Essere scettici non basta
Il percorso svolto da Fratelli d’Italia non è ancora stato fatto né da Le Pen né tantomeno dagli altri partiti di destra.
Se le sinistre non si chiedono cosa ne è stato dell’Europa di ieri, le destre non possono limitarsi a un euroscetticismo generico anche se gridato. L’idea dell’Europa delle nazioni o dell’Europa confederale non ha una base giuridica: occorrerebbe emendare i trattati, cioè limare i poteri della Commissione ecc. Ma a Bruxelles cambiare i trattati è un tabù assoluto: ci sarebbe una levata di scudi generale.
Nessuno vuole davvero toccarli, perché tutti sanno che sarebbe come aprire il vaso di pandora con effetti imprevedibili, magari opposti a ciò che si va ricercando. La frammentazione e la fragilità dei partiti europei – salvo il Ppe almeno per ora – consigliano di lasciar perdere. Anche le destre hanno ormai appreso che una conferenza intergovernativa che provi a cambiare i trattati si sa dove inizia ma non si sa mai dove finisce. Il suo impatto è imprevedibile come insegna la storia dell’integrazione europea. Quindi tutto resta uguale a prima e la retorica anti Bruxelles è solo retorica.
Nemmeno un politico rotto a tutte le sfide come l’olandese Mark Rutte riuscì a imporre condizionamenti all’Italia sul Pnrr: a Giuseppe Conte bastò chiedere cosa dicevano i trattati in proposito e la questione svanì nel nulla. Il reiterato nazionalismo delle destre Ecr e dei Patrioti sbatte continuamente contro l’architettura politico-giuridica che discende dai trattati: non basta odiare la euro-tecnostruttura per superarla.
La verità è che il trattato in vigore è un libro alto più di un metro, frutto di immensi sforzi e infiniti compromessi, scritto in linguaggio giuridico-politico che in pochissimi conoscono e sanno manipolare. Ecco perché spesso «si fa come si è sempre fatto» come dicono i funzionari della Commissione, gli unici veri esperti.
La “bolla di Bruxelles” ha questo vantaggio anche sul più scatenato o carismatico dei politici di qualunque colore: è grande come 27 paesi (quindi non è provinciale), è molto articolata, e chi non la conosce e/o non la studia ci si perde facilmente. La descrive bene Paolo Valentino nel suo Nelle vene di Bruxelles, lettura necessaria (e divertente) a chi si cimenta con Bruxelles. Restano ai governi dunque solo gli strumenti della politica: frenare su ciò che non piace, rallentare i processi, rimandare… Un po’ poco per diventare un programma. Una Marine Le Pen indebolita dal risultato delle legislative francesi ha un effetto positivo per Giorgia Meloni, mentre accordarsi con Macron sarebbe più vantaggioso, anche se per lei fastidioso.

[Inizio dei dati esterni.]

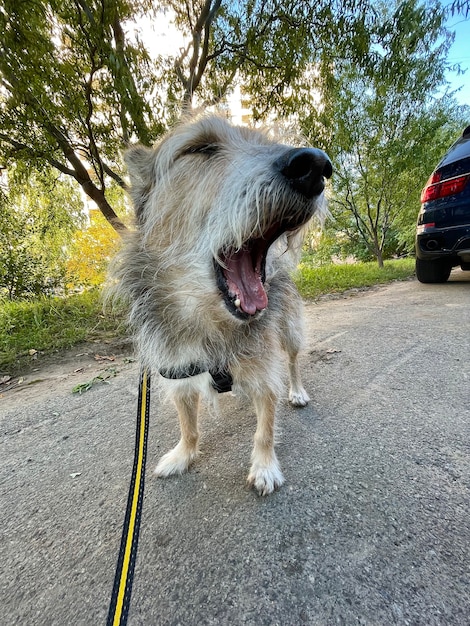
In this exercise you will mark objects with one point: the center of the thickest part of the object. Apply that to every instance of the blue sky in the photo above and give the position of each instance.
(460, 53)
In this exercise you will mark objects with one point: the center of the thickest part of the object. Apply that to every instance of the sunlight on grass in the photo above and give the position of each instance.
(50, 324)
(315, 281)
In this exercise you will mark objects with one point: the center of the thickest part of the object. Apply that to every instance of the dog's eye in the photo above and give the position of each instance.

La domanda che tutti i partiti europei dovrebbero porsi è invece: qual è oggi l’interesse comune dell’Europa? Anche formulato non in contrasto con gli interessi nazionali, è questo il quesito vitale per tutti: tirar fuori alcuni principi di interesse collettivo sulla base dei quali declinare programmi e proposte secondo le rispettive visioni. È finito il tempo “Europa-sì vs Europa-no”, come dimostra Meloni. Ci possono certamente essere dei contrasti, ma un minimo comun denominatore servirebbe a dare all’Europa una direzione che oggi non ha. Fare del “surplace”, in attesa di decidere chi ci sta e chi no, non serve a molto in un contesto internazionale in continua ebollizione.